The first move toward making PN an organizaton was the 1979 Cornell conference on progressive planning, the papers for which were published as Urban and Regional Planning in an Age of Austerity, edited by Pierre Clavel, John Forester and William Goldsmith (Pergamon, 1980) – still a useful and relevant collection. Then, in 1981, came PN’s first national conference, at the 4-H Center outside Washington, DC, attended by about 150 people. There we adopted a formal Statement of Principles, intended not as a blood oath but as an understanding of general political agreement among the membership. We set up several working groups, one of which resulted in Critical Perspectives on Housing (Temple Univ. Press, 1986), the progressive housing reader I co-edited with PNers Rachel Bratt and Ann Meyerson.

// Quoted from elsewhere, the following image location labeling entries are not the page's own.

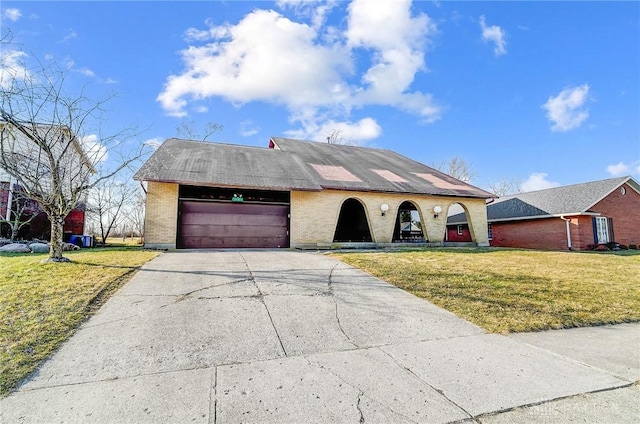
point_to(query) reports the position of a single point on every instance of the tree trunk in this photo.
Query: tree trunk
(55, 250)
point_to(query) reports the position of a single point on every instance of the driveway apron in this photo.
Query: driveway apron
(288, 337)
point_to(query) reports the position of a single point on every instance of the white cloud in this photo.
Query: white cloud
(350, 132)
(309, 67)
(12, 67)
(85, 71)
(248, 128)
(622, 168)
(537, 181)
(154, 142)
(565, 110)
(12, 14)
(496, 35)
(619, 168)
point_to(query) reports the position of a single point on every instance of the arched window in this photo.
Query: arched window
(408, 226)
(353, 225)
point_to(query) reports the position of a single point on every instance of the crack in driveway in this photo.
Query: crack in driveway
(335, 302)
(261, 297)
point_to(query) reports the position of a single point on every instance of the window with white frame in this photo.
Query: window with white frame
(602, 229)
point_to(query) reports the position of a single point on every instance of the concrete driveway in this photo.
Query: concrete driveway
(291, 337)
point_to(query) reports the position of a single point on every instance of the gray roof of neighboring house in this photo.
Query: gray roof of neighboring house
(567, 200)
(298, 165)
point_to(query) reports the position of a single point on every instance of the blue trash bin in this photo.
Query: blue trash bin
(87, 241)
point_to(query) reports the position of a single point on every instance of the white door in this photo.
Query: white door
(602, 229)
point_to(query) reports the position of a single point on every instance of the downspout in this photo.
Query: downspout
(10, 199)
(567, 221)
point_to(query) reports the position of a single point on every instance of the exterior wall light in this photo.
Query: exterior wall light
(436, 211)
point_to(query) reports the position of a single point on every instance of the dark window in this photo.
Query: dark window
(352, 223)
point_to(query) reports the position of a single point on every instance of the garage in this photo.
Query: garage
(224, 218)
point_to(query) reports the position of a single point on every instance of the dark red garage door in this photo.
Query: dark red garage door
(217, 225)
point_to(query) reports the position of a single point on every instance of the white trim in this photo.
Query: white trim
(528, 218)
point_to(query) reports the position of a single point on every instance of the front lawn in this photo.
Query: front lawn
(41, 305)
(507, 290)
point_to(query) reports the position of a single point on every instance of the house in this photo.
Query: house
(578, 217)
(297, 194)
(40, 227)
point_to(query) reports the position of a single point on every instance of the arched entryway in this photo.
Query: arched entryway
(409, 225)
(353, 225)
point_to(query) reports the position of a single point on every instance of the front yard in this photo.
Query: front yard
(41, 305)
(508, 290)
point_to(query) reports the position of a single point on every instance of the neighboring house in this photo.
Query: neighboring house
(40, 227)
(577, 217)
(297, 194)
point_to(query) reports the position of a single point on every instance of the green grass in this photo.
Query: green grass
(41, 305)
(504, 290)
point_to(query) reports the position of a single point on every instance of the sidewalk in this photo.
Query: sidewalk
(292, 337)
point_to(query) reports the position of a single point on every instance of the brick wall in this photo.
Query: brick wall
(4, 199)
(625, 211)
(161, 215)
(314, 215)
(549, 233)
(452, 233)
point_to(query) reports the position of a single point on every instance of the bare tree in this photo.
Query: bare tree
(457, 168)
(51, 141)
(107, 202)
(20, 211)
(186, 129)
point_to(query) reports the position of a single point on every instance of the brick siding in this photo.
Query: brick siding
(625, 211)
(551, 233)
(314, 215)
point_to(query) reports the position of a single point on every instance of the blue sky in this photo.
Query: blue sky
(543, 93)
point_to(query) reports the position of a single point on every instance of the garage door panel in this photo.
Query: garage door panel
(219, 225)
(232, 219)
(235, 242)
(232, 230)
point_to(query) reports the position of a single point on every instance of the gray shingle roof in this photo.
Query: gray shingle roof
(566, 200)
(298, 165)
(225, 165)
(375, 169)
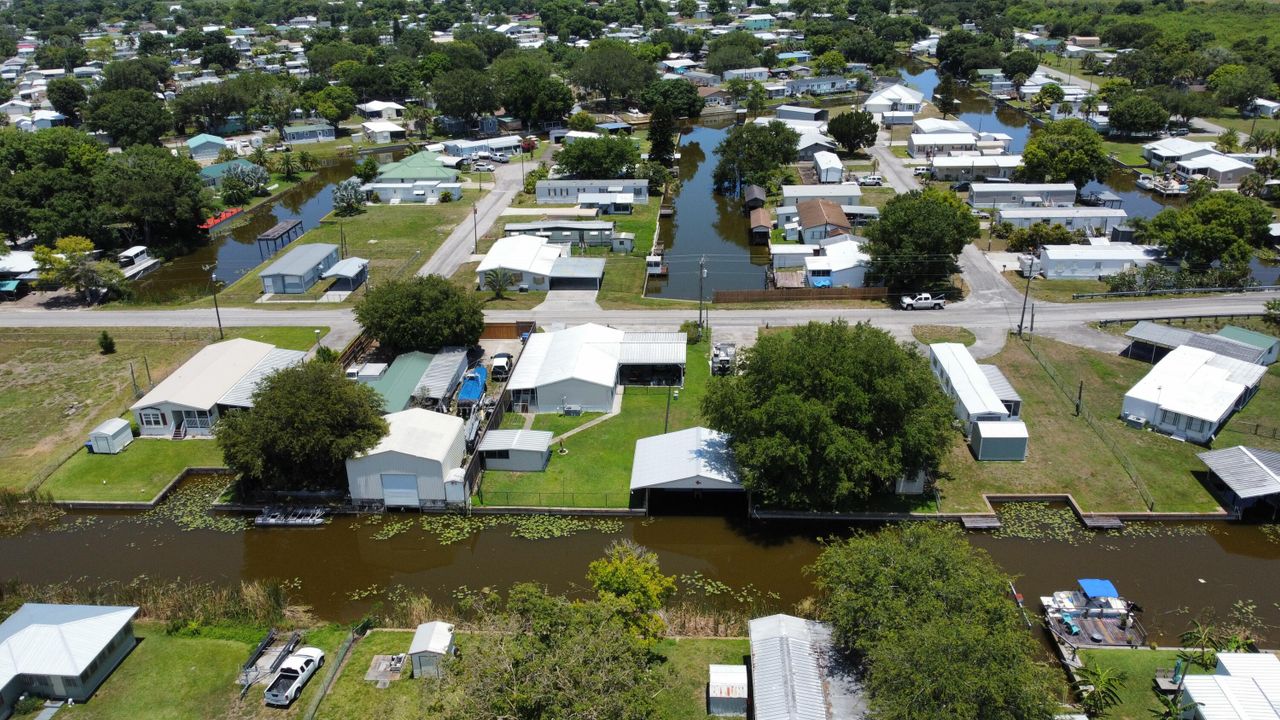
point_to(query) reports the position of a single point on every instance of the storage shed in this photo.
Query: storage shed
(407, 468)
(999, 440)
(300, 268)
(110, 437)
(432, 643)
(520, 451)
(727, 689)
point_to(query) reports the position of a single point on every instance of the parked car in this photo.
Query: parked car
(922, 301)
(502, 364)
(293, 675)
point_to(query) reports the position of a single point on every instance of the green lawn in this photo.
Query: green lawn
(352, 696)
(135, 475)
(929, 335)
(597, 469)
(394, 238)
(1065, 455)
(1138, 695)
(55, 384)
(684, 696)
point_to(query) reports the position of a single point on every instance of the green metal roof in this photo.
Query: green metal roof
(1248, 337)
(424, 165)
(397, 383)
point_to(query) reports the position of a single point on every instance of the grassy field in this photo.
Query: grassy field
(394, 238)
(929, 335)
(184, 678)
(1138, 695)
(685, 692)
(1065, 455)
(597, 470)
(135, 475)
(55, 384)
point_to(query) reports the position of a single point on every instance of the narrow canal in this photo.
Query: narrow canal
(1173, 570)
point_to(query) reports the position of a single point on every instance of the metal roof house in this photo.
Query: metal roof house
(410, 465)
(220, 376)
(62, 651)
(580, 367)
(298, 269)
(1191, 393)
(519, 451)
(694, 459)
(795, 673)
(1243, 687)
(432, 645)
(1246, 474)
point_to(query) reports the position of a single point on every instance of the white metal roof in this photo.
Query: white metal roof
(432, 637)
(690, 459)
(1197, 383)
(241, 395)
(419, 433)
(968, 382)
(56, 639)
(786, 675)
(521, 253)
(533, 441)
(1002, 429)
(200, 382)
(1249, 472)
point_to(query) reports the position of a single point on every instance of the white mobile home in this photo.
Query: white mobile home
(1093, 220)
(1022, 195)
(220, 376)
(1192, 392)
(520, 451)
(1059, 261)
(408, 466)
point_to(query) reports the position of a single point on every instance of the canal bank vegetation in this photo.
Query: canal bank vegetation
(1104, 464)
(594, 469)
(927, 620)
(58, 386)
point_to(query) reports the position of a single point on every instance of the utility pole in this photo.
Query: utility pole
(702, 276)
(1025, 294)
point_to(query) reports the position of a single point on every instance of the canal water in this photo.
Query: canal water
(705, 227)
(1174, 575)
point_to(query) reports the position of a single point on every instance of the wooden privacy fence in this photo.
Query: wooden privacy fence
(799, 294)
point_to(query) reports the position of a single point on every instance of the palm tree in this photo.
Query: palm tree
(1100, 688)
(1203, 638)
(498, 281)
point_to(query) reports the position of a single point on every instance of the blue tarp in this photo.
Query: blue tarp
(1092, 587)
(472, 386)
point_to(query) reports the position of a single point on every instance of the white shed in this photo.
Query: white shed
(828, 167)
(432, 643)
(110, 437)
(727, 689)
(521, 451)
(407, 468)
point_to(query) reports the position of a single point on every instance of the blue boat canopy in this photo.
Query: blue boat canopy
(1092, 587)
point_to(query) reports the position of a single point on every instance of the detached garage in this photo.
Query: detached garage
(408, 466)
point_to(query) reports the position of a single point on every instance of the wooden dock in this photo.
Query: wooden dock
(981, 522)
(1102, 522)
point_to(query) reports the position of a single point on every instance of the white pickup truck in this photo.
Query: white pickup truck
(922, 301)
(293, 675)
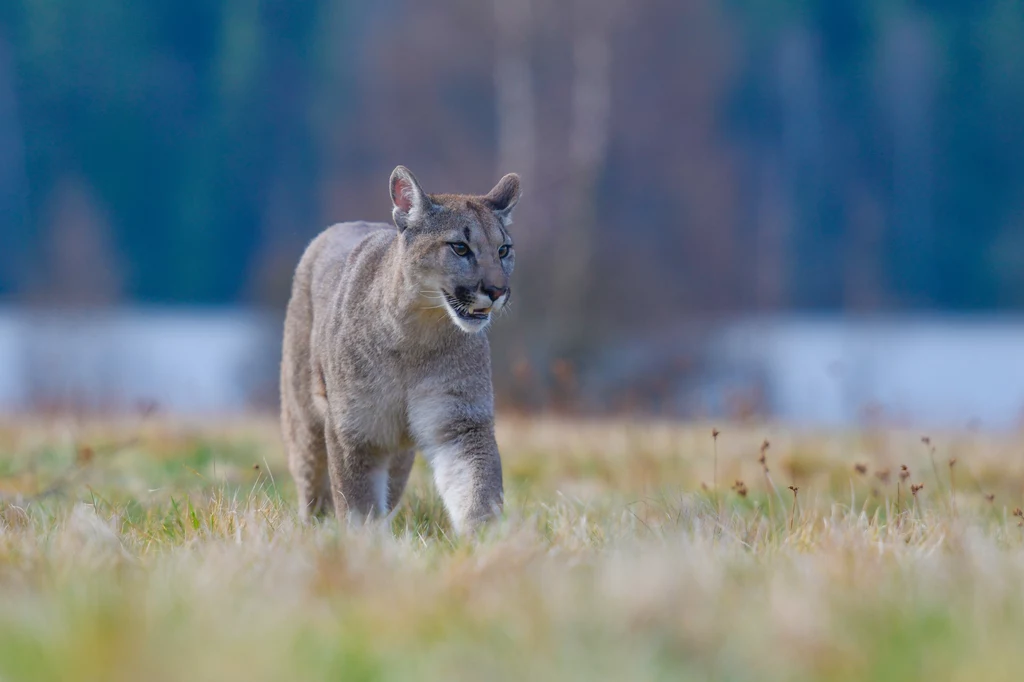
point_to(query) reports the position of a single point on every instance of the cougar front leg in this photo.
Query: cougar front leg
(468, 474)
(358, 478)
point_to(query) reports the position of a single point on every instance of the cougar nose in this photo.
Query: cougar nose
(495, 292)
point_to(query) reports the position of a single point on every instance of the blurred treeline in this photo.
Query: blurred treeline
(679, 157)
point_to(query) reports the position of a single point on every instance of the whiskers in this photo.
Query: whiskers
(433, 296)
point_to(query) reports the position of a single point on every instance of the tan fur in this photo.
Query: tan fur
(384, 353)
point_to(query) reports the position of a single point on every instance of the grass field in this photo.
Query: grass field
(161, 550)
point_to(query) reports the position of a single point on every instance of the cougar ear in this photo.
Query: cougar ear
(504, 198)
(411, 203)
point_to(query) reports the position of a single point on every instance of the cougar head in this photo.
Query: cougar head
(456, 248)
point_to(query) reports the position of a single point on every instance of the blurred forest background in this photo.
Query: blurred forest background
(680, 158)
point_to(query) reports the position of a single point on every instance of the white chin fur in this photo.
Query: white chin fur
(468, 326)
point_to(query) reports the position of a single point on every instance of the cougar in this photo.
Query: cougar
(385, 353)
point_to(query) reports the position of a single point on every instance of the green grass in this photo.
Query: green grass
(172, 551)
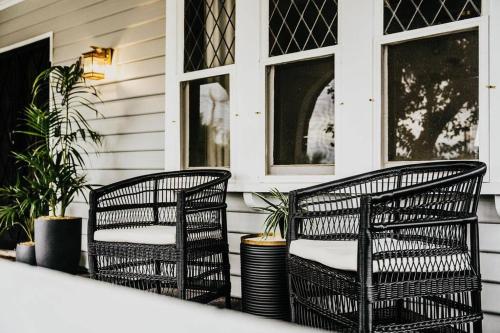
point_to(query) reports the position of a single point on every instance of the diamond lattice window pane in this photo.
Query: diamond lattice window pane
(404, 15)
(298, 25)
(209, 27)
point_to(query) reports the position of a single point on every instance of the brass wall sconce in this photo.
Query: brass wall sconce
(95, 62)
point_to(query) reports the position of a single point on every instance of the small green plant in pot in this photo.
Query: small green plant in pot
(22, 205)
(277, 207)
(55, 160)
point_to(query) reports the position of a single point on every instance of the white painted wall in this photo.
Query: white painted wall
(134, 93)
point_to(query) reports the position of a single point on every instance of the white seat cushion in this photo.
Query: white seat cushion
(152, 234)
(343, 255)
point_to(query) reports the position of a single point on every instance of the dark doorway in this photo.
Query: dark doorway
(18, 69)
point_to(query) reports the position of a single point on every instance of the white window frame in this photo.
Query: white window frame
(177, 131)
(381, 43)
(359, 103)
(268, 62)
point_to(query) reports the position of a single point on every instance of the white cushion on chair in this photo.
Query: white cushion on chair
(343, 255)
(151, 234)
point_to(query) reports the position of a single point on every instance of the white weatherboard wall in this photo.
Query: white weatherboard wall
(133, 95)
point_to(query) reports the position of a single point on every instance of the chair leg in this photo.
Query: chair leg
(228, 300)
(366, 318)
(226, 268)
(158, 273)
(476, 305)
(181, 279)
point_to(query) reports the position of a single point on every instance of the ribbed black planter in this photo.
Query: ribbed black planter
(58, 243)
(25, 253)
(264, 282)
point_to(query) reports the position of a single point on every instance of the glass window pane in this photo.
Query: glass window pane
(209, 27)
(403, 15)
(433, 98)
(208, 122)
(304, 112)
(298, 25)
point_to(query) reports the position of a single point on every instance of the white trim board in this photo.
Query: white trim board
(4, 4)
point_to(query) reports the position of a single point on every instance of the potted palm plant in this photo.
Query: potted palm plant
(263, 262)
(55, 161)
(22, 205)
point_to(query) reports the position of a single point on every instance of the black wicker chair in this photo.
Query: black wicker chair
(164, 232)
(388, 251)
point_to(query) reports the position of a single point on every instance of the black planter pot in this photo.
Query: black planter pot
(25, 253)
(11, 237)
(58, 243)
(264, 281)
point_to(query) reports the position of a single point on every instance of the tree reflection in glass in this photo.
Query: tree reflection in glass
(433, 98)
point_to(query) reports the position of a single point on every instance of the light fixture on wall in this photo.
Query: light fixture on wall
(95, 62)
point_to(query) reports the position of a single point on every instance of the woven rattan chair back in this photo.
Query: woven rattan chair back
(196, 266)
(416, 233)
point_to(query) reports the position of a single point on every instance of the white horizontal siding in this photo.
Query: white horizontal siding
(131, 115)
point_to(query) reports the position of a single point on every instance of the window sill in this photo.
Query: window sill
(290, 183)
(282, 183)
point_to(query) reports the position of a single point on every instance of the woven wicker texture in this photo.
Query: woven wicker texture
(417, 225)
(196, 267)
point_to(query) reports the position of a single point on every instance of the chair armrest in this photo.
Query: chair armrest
(201, 212)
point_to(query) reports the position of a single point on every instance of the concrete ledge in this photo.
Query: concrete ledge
(34, 299)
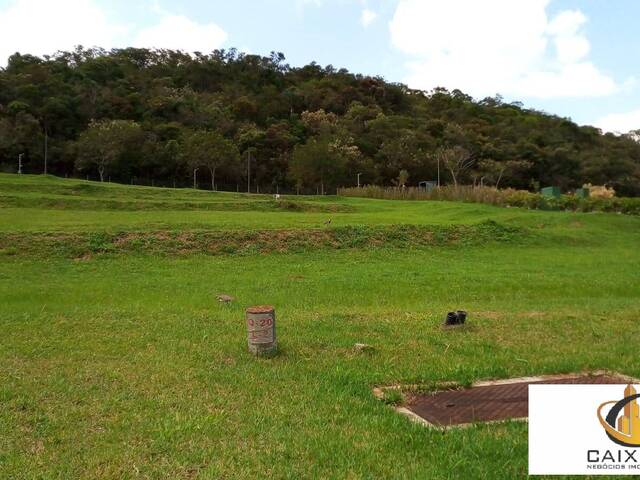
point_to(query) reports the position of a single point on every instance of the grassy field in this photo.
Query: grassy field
(117, 361)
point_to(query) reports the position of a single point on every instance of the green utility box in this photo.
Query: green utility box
(551, 192)
(582, 193)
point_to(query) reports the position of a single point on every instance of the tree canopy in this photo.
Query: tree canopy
(149, 114)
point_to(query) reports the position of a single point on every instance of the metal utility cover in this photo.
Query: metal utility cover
(489, 401)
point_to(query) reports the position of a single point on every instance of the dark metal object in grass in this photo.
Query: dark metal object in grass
(261, 330)
(491, 401)
(455, 318)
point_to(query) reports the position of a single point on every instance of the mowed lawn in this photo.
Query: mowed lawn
(124, 365)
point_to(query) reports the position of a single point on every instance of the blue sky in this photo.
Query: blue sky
(572, 58)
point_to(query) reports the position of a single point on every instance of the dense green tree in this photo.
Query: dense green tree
(105, 142)
(282, 115)
(211, 150)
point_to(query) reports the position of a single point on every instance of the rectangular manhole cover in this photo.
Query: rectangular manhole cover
(490, 401)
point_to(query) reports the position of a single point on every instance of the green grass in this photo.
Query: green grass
(122, 364)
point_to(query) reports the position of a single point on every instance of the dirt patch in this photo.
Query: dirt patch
(239, 242)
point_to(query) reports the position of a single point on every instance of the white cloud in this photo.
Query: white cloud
(368, 17)
(42, 27)
(497, 46)
(179, 32)
(620, 122)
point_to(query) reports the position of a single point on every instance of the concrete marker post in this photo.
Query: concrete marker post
(261, 330)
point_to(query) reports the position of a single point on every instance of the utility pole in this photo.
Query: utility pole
(248, 171)
(46, 149)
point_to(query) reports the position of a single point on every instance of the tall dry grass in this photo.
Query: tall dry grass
(508, 197)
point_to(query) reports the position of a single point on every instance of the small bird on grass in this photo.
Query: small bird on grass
(225, 298)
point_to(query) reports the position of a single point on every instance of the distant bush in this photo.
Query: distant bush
(504, 198)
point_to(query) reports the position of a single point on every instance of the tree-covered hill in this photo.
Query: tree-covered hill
(156, 115)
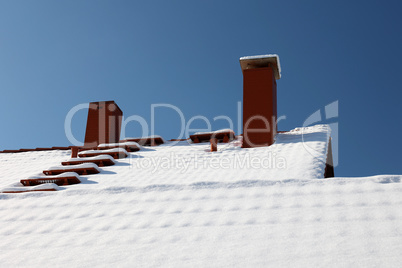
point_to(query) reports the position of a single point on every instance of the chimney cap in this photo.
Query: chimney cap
(260, 61)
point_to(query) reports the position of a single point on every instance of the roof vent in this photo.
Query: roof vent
(259, 99)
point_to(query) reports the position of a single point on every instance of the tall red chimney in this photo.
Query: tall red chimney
(259, 99)
(103, 124)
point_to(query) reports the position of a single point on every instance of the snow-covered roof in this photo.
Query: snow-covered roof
(258, 61)
(181, 205)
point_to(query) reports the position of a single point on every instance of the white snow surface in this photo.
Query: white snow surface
(183, 206)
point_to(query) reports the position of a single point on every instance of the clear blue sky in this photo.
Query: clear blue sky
(57, 54)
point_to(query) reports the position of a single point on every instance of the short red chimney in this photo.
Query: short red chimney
(259, 99)
(103, 124)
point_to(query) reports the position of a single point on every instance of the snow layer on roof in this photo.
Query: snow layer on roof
(145, 137)
(114, 150)
(128, 143)
(19, 188)
(263, 57)
(181, 206)
(215, 132)
(64, 174)
(98, 157)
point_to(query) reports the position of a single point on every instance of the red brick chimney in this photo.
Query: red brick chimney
(259, 99)
(103, 124)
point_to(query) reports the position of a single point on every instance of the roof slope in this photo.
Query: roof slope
(172, 206)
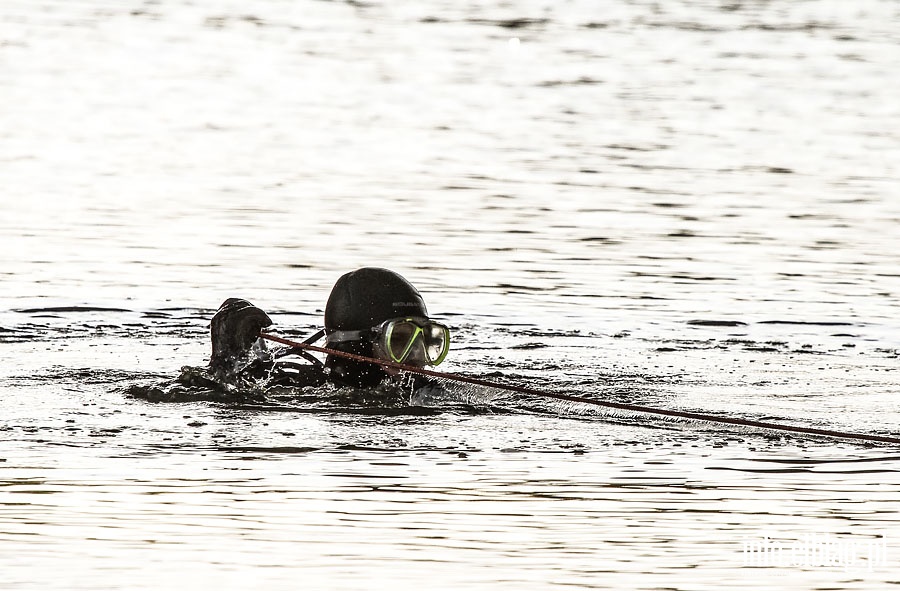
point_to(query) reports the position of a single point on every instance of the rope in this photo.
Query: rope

In 1995, a few years after I relocated from San Francisco to DC (where I finally brought in some part-time paid assistance), I turned the whole operation over to Tom Angotti and colleagues at Pratt. It was a very healthy development: a new, elected Steering Committee; lots of new energy and an institutional base (Hunter now included) with the resources that brings; a longer, weightier, more substantive, less “chatty” publication, now transformed into this magazine; and all those terrific annual conferences.

Chester Hartman is Executive Director of the Poverty Race Research Action Council (www.prrac.org). He worked at the Institute for Policy Studies, taught at the University of North Carolina Planning Department, and has authored many publications. A collection of 32 of his past essays, with an autobiography/social history and a foreword by Jane Jacobs, entitled Between Eminence and Notoriety: Four Decades of Radical Urban Planning (Rutgers, Center for Urban Policy Research) is due out in February 2002. An updated edition of his book, City for Sale: The Transformation of San Francisco, will be published by University of California Press in May 2002. A new housing reader that he has co-edited with Rachel Bratt and Michael Stone will be published by Temple University Press in late 2002.